“Our people are our greatest asset” has been uttered by many CEOs for a long time. However, most of them don’t focus enough on employees’ experience because they are too busy setting their sights and business targets on improving the customers’ experience.
Even Google says so … doing a simple Google search on “customer experience” gives nearly 50 million hits whereas one for “employee experience” returns less than 500,000.[i] Ironically this lack of attention on employees almost certainly undermines the business goal of creating happy customer experiences; because how can employees be expected to care about customers’ experience when they don’t feel the business cares about theirs?
I am not suggesting that businesses should move their focus away from customers: it is clear that companies who successfully create great customer experiences will be rewarded with increased sales and a growing customer base. The rewards are endless; greater customer retention, increased customer referrals working towards the ultimate goal of driving down the cost of sale.

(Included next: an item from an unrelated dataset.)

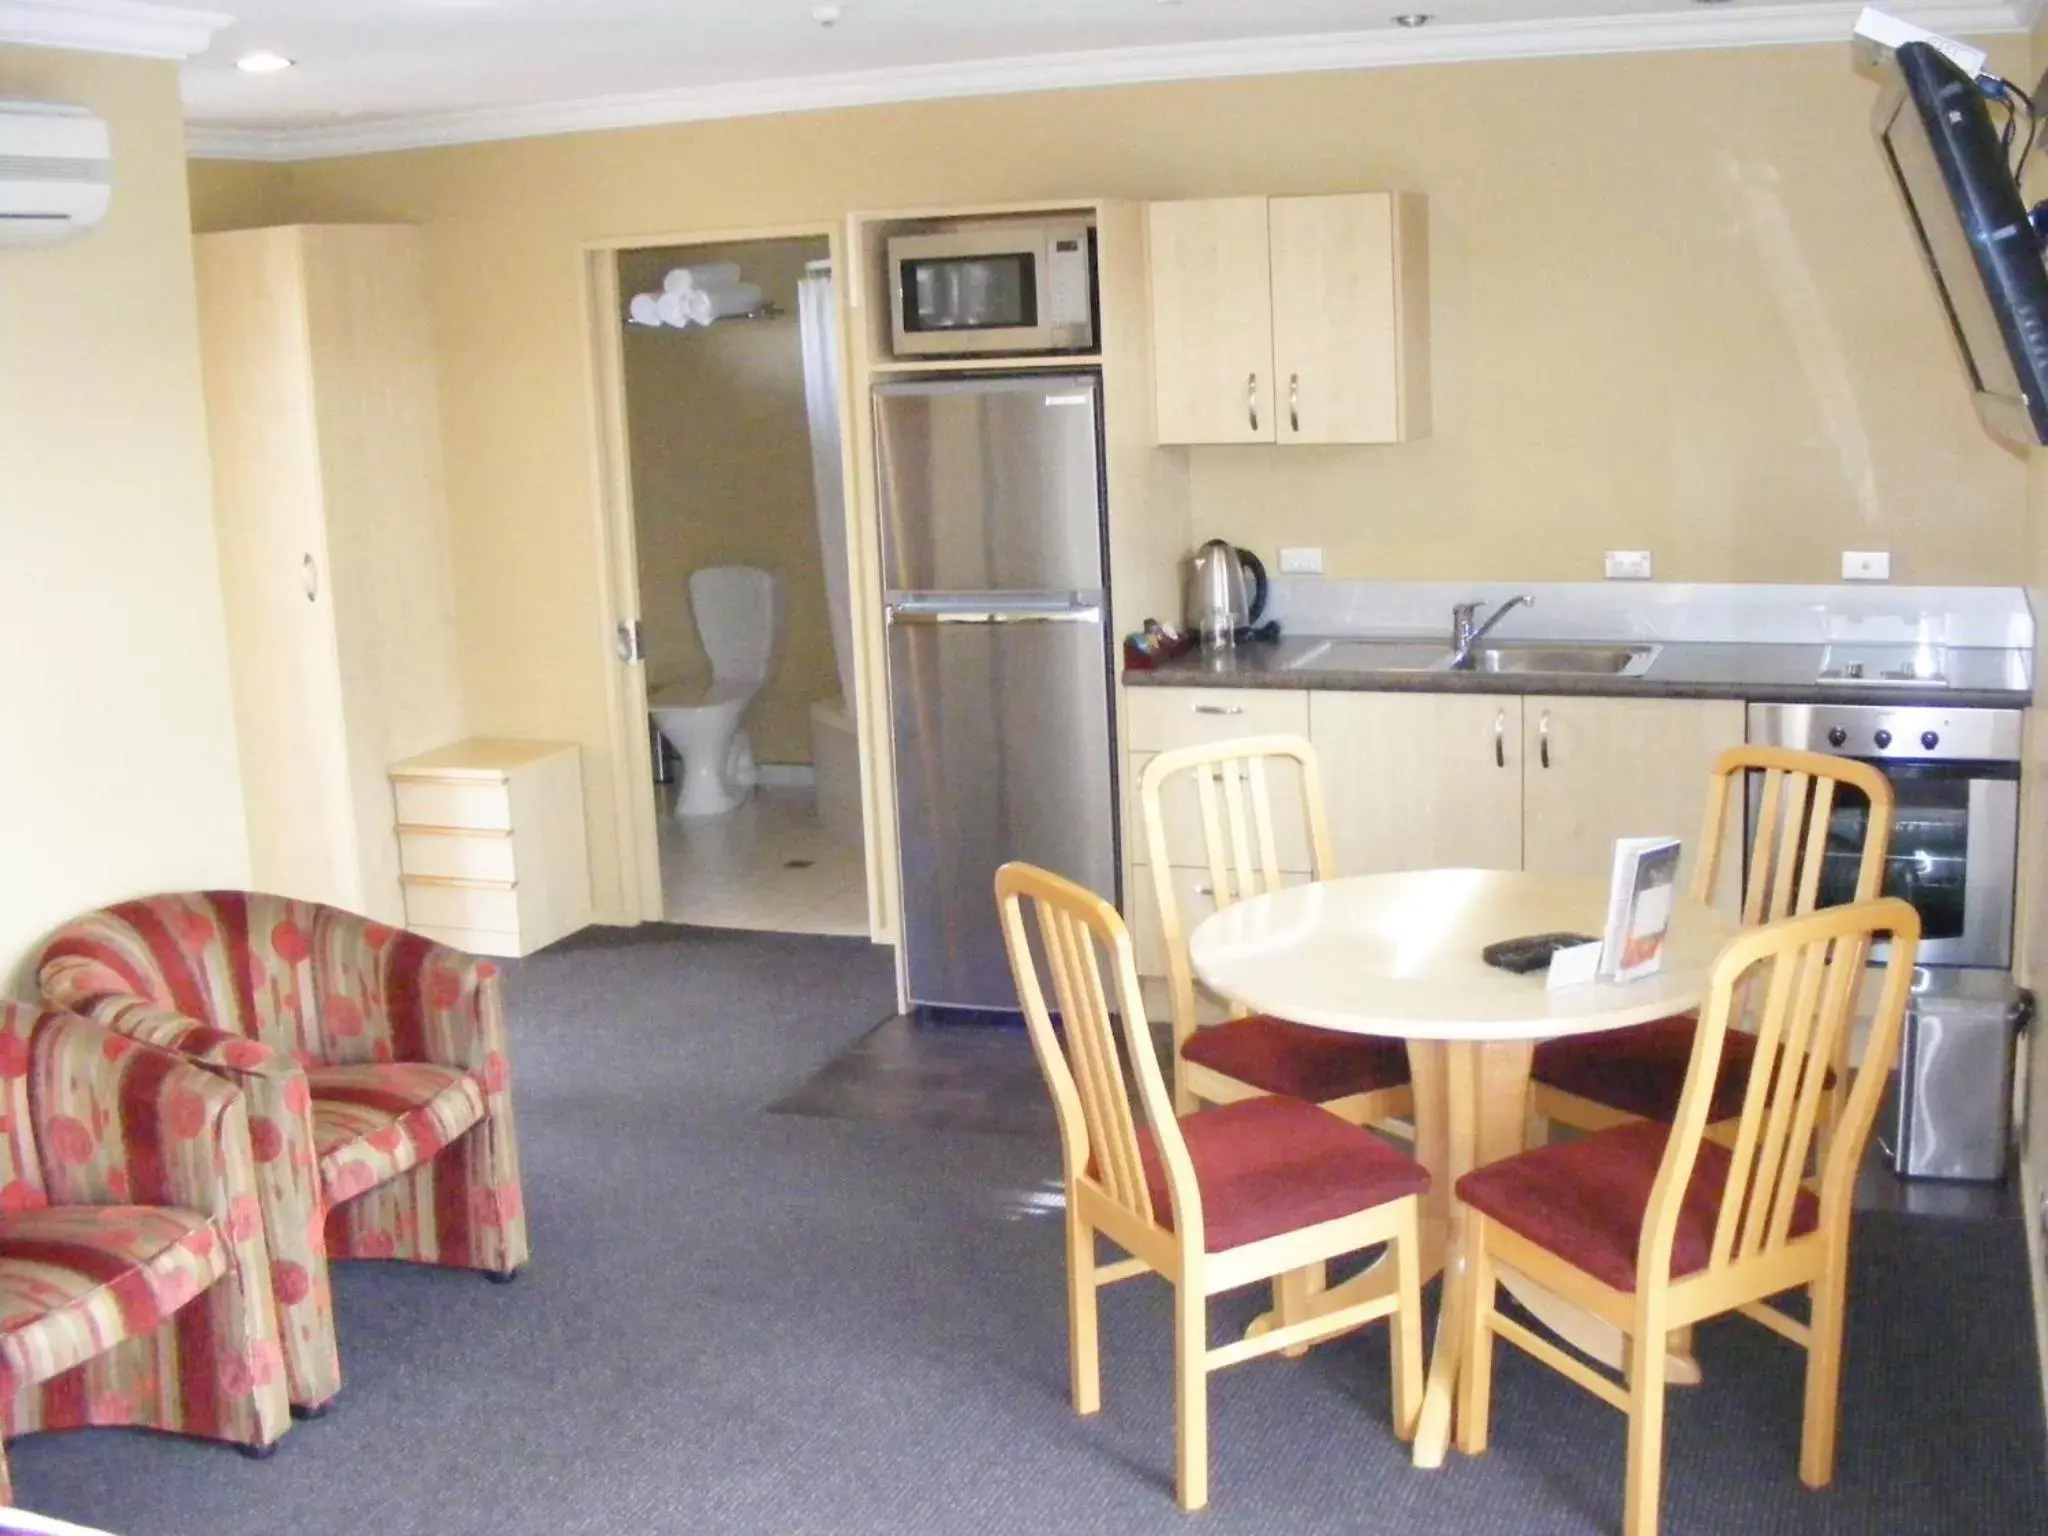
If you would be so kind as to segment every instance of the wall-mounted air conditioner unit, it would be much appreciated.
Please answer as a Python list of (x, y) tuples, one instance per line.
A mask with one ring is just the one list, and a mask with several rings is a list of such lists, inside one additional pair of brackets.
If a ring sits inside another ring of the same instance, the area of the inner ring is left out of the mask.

All good business sense but it also makes great business sense to think about employees’ experience.
Bring It Into Focus
Companies with great cultures are rewarded with loyal enthusiastic employees who are more productive, more creative and will help you in your talent attraction. It doesn’t take a genius to work out that happy, engaged employees will naturally create great interactions with customers.
Despite this, CEOs and businesses are not focusing on employees’ experience of work to nearly the same degree as customer’s experience.
This is what behavioural economists, such as Nobel prize-winner Daniel Kahneman, call a “focusing error.” These errors occur when people put too much importance on one element of a problem, resulting in an inaccurate prediction of a future outcome. They are a type of cognitive bias which is caused by the fact that when we make estimates we tend to start with the information we have in front of us and then make incremental adjustments and iterations from that starting assumption.
Clearly, the information that CEOs most often have in front of them are financial metrics. This is their normal starting place for understanding problems. Indeed most of them have been doing this for their whole career with a typical CEO background being in finance or sales.[ii] They are used to cashing out problems in terms of hard currency rather than soft measures of experience.
Ignore the employees’ experience and you will undermine the customers’ experience.
It is much easier for them to make the intuitive leap from customer experience to revenue generation than from the employee experience, which is cognitively more distant. This is the heart of the “focusing error” – too much focus on one element of the problem and not enough on another – in this case the employees who are critical in generating positive customer experiences. Ignore the employees’ experience and you will undermine the customers’ experience. In fact there is a danger of a double negative here as one study showed that if retail employees weren’t happy then even if customers said they were satisfied with the product they were still less likely to rebuy.[iii] Because the experience of purchasing the product wasn’t great so why should they buy from that store again.
So, smart CEOs and businesses should overcome this bias and start to focus more systematically how to improve employee experience – their happiness at work – and this will naturally lead to improved sales. Luckily this is in many ways easier than they think because they have already learned a lot about how to improve customer happiness.
We Know How To Do This
Broadly speaking there are three main steps that companies use to improve customer experience:
- Asking for customers’ feedback
- Understanding their experience
- Taking action to improve their experience
Many companies create key metrics, such as customer satisfaction, that they can track over time and make comparisons between different offerings, locations etc. They also look at the relationship between these metrics and their financial metrics, with customer satisfaction being known to predict future sales and customer loyalty.
There is absolutely no reason why companies can’t follow these same steps to improve their employees’ experience. They can create key metrics like employee happiness, which reflect the actual changing experience of employees and teams. These indicators will not only give visibility to what is happening now in the organisation but will also predict future behaviours such as retention rates and productivity. In this way, companies can learn how to become better places to work, just as they learned how to create better customer experiences.
Same Intention, Different Approach
In fact, there is also a piece of magic that we have witnessed with our clients. Individuals and teams start generating positive ideas based on their own data and feedback. If stimulated in the right way this builds a very powerful and inspiring atmosphere that naturally creates positive change.
By focusing on employee experience, forward thinking companies can start to reap a huge happiness dividend that will benefit not only the employees and customers but also the business itself as it becomes more profitable. Now that would be “focusing success.”
I welcome your thoughts and comments.
Notes:
[i] If you substitute the word “satisfaction” for “experience” the same bias is evident: 83 million to 1.3 million hits.